Congratulations on CVPR 2026 Acceptance!

1 min read Updated 2026.02.21

We are excited to announce that our paper has been accepted to CVPR 2026: Yeongsu Kim, Seo-Yeon Choi, and Kyungsu Lee, “Human-Intervention Segmentation via Federated Intent Embedding and Multi-Mask Recommendation.”

Congratulations on CVPR 2026 Acceptance!

We are excited to announce that our paper has been accepted to CVPR 2026:

Yeongsu Kim, Seo-Yeon Choi, and Kyungsu Lee, “Human-Intervention Segmentation via Federated Intent Embedding and Multi-Mask Recommendation.”

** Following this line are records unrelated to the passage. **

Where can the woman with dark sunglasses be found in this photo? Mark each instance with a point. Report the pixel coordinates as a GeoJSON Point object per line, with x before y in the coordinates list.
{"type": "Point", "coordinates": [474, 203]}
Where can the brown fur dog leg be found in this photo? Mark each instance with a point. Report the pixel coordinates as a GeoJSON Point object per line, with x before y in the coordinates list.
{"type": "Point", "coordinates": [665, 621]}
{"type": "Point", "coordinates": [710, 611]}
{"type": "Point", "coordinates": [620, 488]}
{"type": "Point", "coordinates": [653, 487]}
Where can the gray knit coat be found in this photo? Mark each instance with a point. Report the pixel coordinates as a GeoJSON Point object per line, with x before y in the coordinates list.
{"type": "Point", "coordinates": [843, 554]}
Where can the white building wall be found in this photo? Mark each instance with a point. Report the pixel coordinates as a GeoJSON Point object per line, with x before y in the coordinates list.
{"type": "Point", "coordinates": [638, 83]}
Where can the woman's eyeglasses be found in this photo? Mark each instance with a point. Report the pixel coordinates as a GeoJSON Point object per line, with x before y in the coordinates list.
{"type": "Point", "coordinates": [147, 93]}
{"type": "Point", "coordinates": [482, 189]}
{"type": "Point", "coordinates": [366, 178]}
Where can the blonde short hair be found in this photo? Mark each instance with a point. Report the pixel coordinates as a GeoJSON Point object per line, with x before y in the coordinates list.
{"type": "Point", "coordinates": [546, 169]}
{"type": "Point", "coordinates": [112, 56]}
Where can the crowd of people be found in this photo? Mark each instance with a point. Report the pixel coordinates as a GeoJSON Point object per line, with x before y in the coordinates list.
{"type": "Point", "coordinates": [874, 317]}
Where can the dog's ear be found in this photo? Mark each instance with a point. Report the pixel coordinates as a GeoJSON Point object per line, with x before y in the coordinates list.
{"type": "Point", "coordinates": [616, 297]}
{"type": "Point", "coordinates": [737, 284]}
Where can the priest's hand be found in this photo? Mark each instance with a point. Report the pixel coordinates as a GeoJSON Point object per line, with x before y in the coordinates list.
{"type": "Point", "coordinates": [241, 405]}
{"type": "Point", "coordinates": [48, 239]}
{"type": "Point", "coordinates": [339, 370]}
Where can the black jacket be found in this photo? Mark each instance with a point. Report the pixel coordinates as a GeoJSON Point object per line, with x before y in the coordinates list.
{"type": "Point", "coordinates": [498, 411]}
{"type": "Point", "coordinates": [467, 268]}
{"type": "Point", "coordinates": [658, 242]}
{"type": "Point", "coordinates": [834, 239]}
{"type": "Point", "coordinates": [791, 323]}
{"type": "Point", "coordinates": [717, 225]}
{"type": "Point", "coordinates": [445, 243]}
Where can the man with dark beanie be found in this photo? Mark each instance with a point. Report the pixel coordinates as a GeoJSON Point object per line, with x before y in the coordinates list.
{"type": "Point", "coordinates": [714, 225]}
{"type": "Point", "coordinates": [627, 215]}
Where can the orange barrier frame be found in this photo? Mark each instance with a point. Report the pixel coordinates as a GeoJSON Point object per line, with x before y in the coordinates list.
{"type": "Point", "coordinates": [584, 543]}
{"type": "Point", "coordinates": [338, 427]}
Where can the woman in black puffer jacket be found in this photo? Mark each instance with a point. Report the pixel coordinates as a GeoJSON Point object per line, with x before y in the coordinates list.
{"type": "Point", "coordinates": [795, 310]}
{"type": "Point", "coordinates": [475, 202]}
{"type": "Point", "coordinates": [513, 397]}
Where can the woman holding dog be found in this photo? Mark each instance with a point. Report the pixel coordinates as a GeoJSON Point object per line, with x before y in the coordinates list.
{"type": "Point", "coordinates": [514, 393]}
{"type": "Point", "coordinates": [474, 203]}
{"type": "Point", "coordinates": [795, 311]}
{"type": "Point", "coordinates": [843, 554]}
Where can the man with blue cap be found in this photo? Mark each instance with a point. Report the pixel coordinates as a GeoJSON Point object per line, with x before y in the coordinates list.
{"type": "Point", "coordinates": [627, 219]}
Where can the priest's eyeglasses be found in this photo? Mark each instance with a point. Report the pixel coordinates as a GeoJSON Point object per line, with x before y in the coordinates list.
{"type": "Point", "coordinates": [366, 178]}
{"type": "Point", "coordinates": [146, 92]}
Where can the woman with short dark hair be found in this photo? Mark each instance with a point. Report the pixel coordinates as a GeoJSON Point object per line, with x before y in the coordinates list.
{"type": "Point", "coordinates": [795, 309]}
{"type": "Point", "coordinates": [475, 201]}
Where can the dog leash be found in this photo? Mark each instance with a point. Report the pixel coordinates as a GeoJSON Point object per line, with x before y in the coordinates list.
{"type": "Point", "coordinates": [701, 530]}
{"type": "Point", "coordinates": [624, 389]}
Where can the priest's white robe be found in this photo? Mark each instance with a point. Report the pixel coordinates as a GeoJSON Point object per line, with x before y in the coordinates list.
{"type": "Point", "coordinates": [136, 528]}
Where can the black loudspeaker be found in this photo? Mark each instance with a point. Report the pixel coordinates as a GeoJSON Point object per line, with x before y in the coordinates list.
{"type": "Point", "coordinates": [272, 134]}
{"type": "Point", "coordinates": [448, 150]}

  • Venue: CVPR 2026 (Conference)
  • Subject Area: Vision applications and systems
  • Keywords: Computer Vision, Machine Learning, User Experience Design
  • Student Paper: Yes

Abstract:

Artificial intelligence (AI) has advanced radiology, yet variability across hospitals and devices undermines reliability and trust. We present a federated learning framework that combines frequency-domain harmonization and instruction-conditioned personalization to deliver consistent and interpretable diagnostic outcomes. Using FFT-based reconstructions informed by radiomics descriptors, the system reduces equipment dependency, while CLIP-based text conditioning enables clinicians to guide reconstructions to local practices and patient needs. We evaluated the framework across four hospitals with fifteen radiologists and fifty patients, spanning polyp detection, rotator cuff tear diagnosis, pneumothorax classification, and breast cancer classification/segmentation. Results show significant gains in accuracy, calibration, and robustness under cross-site transfer, without introducing prohibitive latency. Radiologists reported improved interpretability and preserved professional agency, while patients expressed greater trust, reduced anxiety, and stronger acceptance of AI involvement. This work advances a human-centered design for medical AI, aligning federated learning with transparency, equity, and trustworthy deployment.

Congratulations to the authors on this excellent result.